ROTATOR CUFF/INPIGIMENT

The shoulder is not a single joint, but a complex of 4 articulations, several tendons, and many muscles that interact to create the most mobile “joint” in the human body. With many activities, including rigorous athletics, there is an appreciable demand on the shoulder. Injury resulting in pain and loss of function occurs when the physiologic limits of these tissues are exceeded.

Shoulder Superior Anatomy

These articulations include the scapulothoracic articulation, or where the shoulder blade runs on the posterior chest wall, the sternoclavicular joint, or where the collar bone(clavicle) meets the sternum(breast bone), the acromioclavicular joint (AC joint) where the clavicle meets the acromion bone, and the glenohumeral joint, the main shoulder joint most commonly associated with the term “shoulder”. Injury to any of these articulations singly or in combination can cause pain and loss of shoulder function. Four muscles comprise the rotator cuff : the supraspinatus, infraspinatus, subscapularis, and the teres minor. Of these, the first three are the most commonly involved in rotator cuff disease. The supraspinatus, infraspinatus, and teres minor join to form a common tendon that connects these muscles with the humerus bone at the shoulder. The rotator cuff forms the “roof” of the glenohumeral joint. The subscapularis tendon is separate from the remainder of the cuff, sitting in front of the glenohumeral joint, and separated from it by the biceps tendon. The function of the rotator cuff is to keep the humeral head (ball) centered on the glenoid (socket) during elevation of the arm, while the bigger muscles such as the deltoid, pectoralis, latissimus and trapezius provide the power. If the cuff doesn’t function properly, either from tearing or from weakness , the humerus bone will displace upward and pinch the cuff against the acromion bone (the bone on “top” of the shoulder where the Deltoid muscle attaches), causing “impingement” and resultant pain. The rotator cuff functions as the transmission of the shoulder. If the muscles are the engine, the rotator cuff is the linkage between motor(muscles) and the wheels(arm). If the motor is great, but the transmission is broken, the car wont work right. It’s the same with the shoulder. The rotator cuff runs beneath the acromion and can also be impinged by spurs on its undersurface. A Bursa normally sits between the rotator cuff and the acromion bone. This can become quite inflamed with an impingement syndrome and cause pain. The subscapularis is the anterior component of the cuff and functions to internally rotate the and flex the humerus. It also provides stability to the glenohumeral joint.

Large cuff Tear

Repetitive activity, overuse, and falls are common causes of rotator cuff dysfunction. Almost all patients with cuff tears demonstrate degeneration of the cuff itself and sometimes minor events may cause tearing in this weakened tissue. Most shoulder problems can be managed successfully with therapy aimed at restoring normal cuff strength and stretching to reduce impingement type symptoms. Home programs initially usually are not sufficient and formal therapy with instruction is preferred. Cortisone shots can provide short term pain relief, but multiple injections may cause weakening of the rotator cuff and have been implicated in tearing of the cuff. If after several months of conservative treatment no significant improvement is seen, arthroscopic decompression may be curative. If an mri shows a cuff tear, however, a repair is likely necessary to fix the problem.

Small cuff tear

If a torn cuff is suspected on presentation, an mri will be done earlier. A torn rotator cuff almost never heals on its own, and like other torn items (fabric, clothing, etc,), the neglected tear tends to enlarge with time. This concept of timely rotator cuff repair is important because the tears tend to enlarge silently in 40% of patients. Orthopedic studies have shown far superior outcomes in terms of function and cuff healing in tears that are repaired early before fatty infiltration and atrophy of the muscle occurs. These changes are irreversible, and once initiated tend to progress even after successful repair has been done. As common sense would dictate, small tears are more easily repaired and have better outcomes than large tears, and the orthopedic literature confirms this.
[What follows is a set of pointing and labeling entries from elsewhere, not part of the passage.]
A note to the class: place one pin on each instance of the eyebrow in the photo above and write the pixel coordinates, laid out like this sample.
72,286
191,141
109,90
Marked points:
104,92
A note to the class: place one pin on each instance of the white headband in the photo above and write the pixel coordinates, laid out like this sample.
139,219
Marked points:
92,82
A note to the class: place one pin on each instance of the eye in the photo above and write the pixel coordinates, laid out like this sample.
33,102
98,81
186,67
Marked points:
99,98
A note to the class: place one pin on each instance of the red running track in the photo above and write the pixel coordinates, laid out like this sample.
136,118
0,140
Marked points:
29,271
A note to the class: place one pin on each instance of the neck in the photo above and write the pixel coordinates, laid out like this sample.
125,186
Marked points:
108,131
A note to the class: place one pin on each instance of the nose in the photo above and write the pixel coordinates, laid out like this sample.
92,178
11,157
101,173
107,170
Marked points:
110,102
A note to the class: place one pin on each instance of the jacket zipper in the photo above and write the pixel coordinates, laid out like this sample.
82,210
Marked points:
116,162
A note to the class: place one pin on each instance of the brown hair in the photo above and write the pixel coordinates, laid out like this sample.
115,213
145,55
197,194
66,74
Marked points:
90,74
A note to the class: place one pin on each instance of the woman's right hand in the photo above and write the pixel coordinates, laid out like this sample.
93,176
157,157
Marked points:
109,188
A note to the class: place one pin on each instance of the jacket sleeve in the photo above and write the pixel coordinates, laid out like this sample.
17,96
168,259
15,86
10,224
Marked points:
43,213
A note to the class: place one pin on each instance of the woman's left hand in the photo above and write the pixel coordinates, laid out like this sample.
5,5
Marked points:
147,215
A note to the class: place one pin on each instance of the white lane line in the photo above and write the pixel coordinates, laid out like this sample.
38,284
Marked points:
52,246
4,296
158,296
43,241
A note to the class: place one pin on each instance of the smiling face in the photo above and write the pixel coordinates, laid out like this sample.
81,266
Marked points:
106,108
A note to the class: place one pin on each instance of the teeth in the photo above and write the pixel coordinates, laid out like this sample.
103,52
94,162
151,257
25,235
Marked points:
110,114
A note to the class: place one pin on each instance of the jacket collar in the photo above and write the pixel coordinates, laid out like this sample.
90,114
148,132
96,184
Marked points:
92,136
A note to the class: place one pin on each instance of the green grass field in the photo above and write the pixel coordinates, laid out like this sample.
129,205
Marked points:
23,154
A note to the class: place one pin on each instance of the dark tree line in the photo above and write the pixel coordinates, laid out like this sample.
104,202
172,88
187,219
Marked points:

Shoulder Margin converssions

The surgery is done as an outpatient procedure with the use of general anesthesia combined with a nerve block to help with pain control. I do only arthroscopic repairs and all tears, regardless of the size , can be managed without opening the shoulder. Because the deltoid muscle isn’t detached with the arthroscopic approach, there is less pain postoperatively. A sling must be worn for 6 weeks, sometimes longer in massive tears, to protect the repair. Too vigorous activity in the early postoperative period can cause failure of the repair. Most commonly this occurs because the degeneration in the cuff tissue weakens it to such an extent that the stitches can cut through it. Physical therapy is necessary as well. Studies have shown improved motion after arthroscopic cuff repair if formal therapy is instituted at 4-6 after surgery, rather than earlier. This seems counterintuitive but has been borne out in several elegant studies. Strengthening begins at 3 mos in most patients and return to sports in 4-6 months depending on the demands of the activity.